I was flipping through radio stations on my way to one of the colocation centers I have to visit for work, and chanced upon a Worcester-area right wing talk radio station. I got fed up about 60 seconds into the broadcast, listening to a man with very poor English asking why the government wants to take small business’s hard earned money away from them and give it to people who don’t deserve it.

Randian masturbation aside, it made me a little angry to hear. I think some of it has to do with the notion that some people “deserve” well paying jobs (and the intellectually bankrupt notion that everyone could have well paying jobs if only they weren’t so not white and lazy). “Why does the government want to force me to pay for poor people to see the doctor,” these people ask, “when it costs us so much money?”

Then I remember that Americans pay the people who do the actual work very little. Minimum wage in the United States is being raised to 7.25 this month. This effectively means that a day laborer earning minimum wage can look forward to a fat paycheck of 290 dollars a week before taxes, and about 15,000 dollars a year, also before taxes. That’s a monthly gross income of 1,160 dollars. How exactly are these people, who are the “cogs” who push production in this country, supposed to afford anything? Our growing wage disparity isn’t exactly helping, as the money which would be going to allow equitable pay and healthcare for workers is padding executive level bonuses.

Again, we see the spectre of forced capitalism rising above the common sense of single payer (or at least somewhat publically funded and run) healthcare. The same small business owners who are kvetching and crying about how they will have to fund healthcare, would effectively be paying the same or more likely *less* money, as government run healthcare would have substantially lower administrative costs. The crusty top of the US income earners, who suck in millions (if not billions) without actually *producing* anything would have to pay a greater share, to compensate for the gigantic overabundance of money they have siphoned out of our financial system over the last thirty or forty years or so of reduced regulation and non-existant watchdogging.

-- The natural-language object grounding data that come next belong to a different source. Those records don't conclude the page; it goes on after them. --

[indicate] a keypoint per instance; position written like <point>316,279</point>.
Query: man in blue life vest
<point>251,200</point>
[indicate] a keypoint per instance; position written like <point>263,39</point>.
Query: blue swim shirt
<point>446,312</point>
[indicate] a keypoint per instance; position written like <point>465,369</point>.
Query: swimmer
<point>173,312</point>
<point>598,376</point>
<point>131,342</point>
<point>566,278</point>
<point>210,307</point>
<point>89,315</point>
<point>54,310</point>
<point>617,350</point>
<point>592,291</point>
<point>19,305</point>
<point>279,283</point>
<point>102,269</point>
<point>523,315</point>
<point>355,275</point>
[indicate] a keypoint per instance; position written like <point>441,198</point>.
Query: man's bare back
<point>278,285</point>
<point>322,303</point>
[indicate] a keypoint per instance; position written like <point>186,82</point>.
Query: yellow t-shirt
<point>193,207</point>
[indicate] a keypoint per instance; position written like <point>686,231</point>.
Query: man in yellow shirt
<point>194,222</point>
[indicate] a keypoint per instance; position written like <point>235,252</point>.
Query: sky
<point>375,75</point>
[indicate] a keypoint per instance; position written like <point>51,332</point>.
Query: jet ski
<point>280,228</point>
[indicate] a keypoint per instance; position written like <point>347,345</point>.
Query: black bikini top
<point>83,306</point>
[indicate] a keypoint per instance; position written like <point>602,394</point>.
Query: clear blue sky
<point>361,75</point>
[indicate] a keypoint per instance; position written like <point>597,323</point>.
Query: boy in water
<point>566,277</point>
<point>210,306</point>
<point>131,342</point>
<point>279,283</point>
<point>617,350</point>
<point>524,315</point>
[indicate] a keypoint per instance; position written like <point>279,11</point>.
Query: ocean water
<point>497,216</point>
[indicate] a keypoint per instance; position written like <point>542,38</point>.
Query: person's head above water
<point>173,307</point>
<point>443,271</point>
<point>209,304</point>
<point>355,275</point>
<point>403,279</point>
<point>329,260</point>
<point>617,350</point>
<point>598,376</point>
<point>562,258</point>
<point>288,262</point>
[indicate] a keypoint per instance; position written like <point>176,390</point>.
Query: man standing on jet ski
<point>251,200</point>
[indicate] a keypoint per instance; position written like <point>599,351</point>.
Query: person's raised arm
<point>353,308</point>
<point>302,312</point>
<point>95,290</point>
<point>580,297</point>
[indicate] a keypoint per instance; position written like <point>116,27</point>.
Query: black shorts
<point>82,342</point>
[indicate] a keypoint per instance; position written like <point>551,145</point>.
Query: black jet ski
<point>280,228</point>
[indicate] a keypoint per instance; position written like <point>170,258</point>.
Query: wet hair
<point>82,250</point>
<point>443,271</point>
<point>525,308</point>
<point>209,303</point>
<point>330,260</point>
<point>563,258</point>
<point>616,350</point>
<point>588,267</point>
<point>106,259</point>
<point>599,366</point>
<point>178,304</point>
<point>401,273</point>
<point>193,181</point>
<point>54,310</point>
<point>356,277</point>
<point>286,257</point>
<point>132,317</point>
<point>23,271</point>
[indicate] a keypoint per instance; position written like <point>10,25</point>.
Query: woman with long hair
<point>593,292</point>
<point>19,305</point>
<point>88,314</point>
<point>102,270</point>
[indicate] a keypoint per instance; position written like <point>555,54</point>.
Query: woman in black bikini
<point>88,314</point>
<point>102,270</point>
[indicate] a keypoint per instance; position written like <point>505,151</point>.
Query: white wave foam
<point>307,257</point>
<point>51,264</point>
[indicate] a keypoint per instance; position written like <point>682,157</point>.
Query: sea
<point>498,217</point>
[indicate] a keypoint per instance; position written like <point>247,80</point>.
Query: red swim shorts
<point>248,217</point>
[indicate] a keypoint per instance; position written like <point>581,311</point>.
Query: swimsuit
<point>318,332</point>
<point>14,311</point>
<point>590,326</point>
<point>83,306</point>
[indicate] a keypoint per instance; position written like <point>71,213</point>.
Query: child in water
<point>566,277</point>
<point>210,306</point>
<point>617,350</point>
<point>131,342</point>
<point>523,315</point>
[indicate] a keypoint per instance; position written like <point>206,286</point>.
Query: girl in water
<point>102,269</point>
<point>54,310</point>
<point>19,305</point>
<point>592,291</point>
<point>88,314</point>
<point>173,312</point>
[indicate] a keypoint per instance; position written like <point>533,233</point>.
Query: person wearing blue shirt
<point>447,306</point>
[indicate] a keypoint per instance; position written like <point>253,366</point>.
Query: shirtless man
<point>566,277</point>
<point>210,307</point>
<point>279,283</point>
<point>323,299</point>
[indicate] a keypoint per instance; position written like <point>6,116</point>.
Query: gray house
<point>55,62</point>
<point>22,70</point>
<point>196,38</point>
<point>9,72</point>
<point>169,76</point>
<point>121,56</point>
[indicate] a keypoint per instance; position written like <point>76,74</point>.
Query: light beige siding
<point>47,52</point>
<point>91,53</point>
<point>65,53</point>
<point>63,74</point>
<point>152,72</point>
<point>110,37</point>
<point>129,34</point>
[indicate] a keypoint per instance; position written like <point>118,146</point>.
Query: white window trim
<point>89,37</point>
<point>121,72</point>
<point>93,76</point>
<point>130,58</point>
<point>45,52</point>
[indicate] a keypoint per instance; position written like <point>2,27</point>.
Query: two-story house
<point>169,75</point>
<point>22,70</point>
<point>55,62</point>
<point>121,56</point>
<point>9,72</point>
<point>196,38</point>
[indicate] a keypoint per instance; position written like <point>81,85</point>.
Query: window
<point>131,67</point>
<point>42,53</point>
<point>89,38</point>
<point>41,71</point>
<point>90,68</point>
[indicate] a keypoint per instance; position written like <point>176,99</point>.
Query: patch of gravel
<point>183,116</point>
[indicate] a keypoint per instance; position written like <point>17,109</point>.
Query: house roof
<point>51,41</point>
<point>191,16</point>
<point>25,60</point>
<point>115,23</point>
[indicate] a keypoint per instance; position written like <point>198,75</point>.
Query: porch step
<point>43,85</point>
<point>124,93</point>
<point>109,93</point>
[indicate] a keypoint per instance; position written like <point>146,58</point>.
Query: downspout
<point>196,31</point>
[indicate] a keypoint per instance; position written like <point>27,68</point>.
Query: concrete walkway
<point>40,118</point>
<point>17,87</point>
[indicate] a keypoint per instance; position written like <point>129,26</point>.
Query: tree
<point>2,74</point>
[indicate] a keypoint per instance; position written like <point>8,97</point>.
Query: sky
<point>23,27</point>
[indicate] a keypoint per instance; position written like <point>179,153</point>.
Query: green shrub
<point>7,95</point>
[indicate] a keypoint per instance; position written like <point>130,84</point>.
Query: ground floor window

Then I thought of sharecropping. You get the ability to eek out a living from someone who actually *owns* things, but you never own anything. You rent your house, you lease a car (if your credit is any good), and you never really are able to afford much. If you are lucky enough to get married, your kids are either looked after by family or grow up as latch-key kids so that you can afford to buy them food and clothes. Which part of this sounds like the America espoused in all of those flag-waving campaign-time commercials? If we actually treated our people well and paid them an actual living wage, socialized the healthcare and benefits systems, and put some (oh noes! not teh capitalism!) caps on executive pay, we’d probably be better off.

But I know how this goes — we’ll hem and haw about everything, Congress will pass a meaningless law giving subsidies to insurance companies, and we’ll all get sicker and die poorer. Yay pure capitalism!

(Upon a bit more reading, I think that tenant farming might be a little more apropos for a comparison, since it involves forced evictions.)